We all know the great Armenian painters like Ivan (Hovhannes Aivazian) Aivazovsky, Martiros Saryan and Arshile Gorky. But there are many amazing artists of the past and present who tend to be looked over. So every now and then I’ll write an article to bring these forgotten artists to the forefront and hopefully the public can appreciate their work. To kickstart these series of articles, I want to present the portraits of the 19th-century painter Sarkis Diranian.
Who Was Sarkis Diranian
Sarkis Damian was born in 1854 in Istanbul, Ottoman Empire and passed away in 1918 in Paris, France. He was an Armenian orientalist painter.
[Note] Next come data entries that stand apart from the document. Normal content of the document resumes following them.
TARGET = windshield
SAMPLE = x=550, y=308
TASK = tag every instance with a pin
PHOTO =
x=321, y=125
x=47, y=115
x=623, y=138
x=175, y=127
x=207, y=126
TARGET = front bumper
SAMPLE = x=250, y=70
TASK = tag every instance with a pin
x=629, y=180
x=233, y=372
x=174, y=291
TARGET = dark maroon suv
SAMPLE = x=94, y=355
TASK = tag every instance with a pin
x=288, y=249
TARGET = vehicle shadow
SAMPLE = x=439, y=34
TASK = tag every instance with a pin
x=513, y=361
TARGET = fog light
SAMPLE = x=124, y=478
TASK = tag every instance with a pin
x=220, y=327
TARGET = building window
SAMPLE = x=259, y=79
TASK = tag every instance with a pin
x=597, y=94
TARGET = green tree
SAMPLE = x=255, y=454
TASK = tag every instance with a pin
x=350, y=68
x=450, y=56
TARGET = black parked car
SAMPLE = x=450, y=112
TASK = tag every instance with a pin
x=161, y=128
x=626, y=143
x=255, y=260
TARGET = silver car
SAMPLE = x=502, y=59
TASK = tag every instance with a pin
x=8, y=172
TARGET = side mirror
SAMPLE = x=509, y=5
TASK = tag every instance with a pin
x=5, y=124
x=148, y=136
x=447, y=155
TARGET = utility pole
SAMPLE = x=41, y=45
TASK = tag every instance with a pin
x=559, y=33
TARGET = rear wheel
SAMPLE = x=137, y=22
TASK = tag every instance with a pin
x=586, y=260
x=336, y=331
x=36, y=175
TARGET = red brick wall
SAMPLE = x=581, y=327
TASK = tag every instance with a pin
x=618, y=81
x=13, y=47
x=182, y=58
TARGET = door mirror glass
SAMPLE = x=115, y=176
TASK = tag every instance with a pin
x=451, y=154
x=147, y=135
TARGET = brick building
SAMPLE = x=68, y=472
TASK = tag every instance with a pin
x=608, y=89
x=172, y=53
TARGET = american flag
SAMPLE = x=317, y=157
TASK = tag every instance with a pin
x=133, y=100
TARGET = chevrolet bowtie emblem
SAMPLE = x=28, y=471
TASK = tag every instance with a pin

Later on in his life Damian moved to Paris to pursue his career in art and won the Honorable Mention in 1892 and another one at the Exposition Universelle (World Fair) in 1900. In 1927, Sarkis Diranian painted a portrait Governor Norman S. Case in the Rhode Island State House.
Brown University has one of the best collections of Sarkis Diranian paintings in the US. Between 1885 and 1895, portraits of Chancellor William Goddard and his wife Edith Jenckes Goddard, were both painted by Sarkis Dianian. They are still in the Brown University collection in Rhode Island along with Diranian’s other paintings.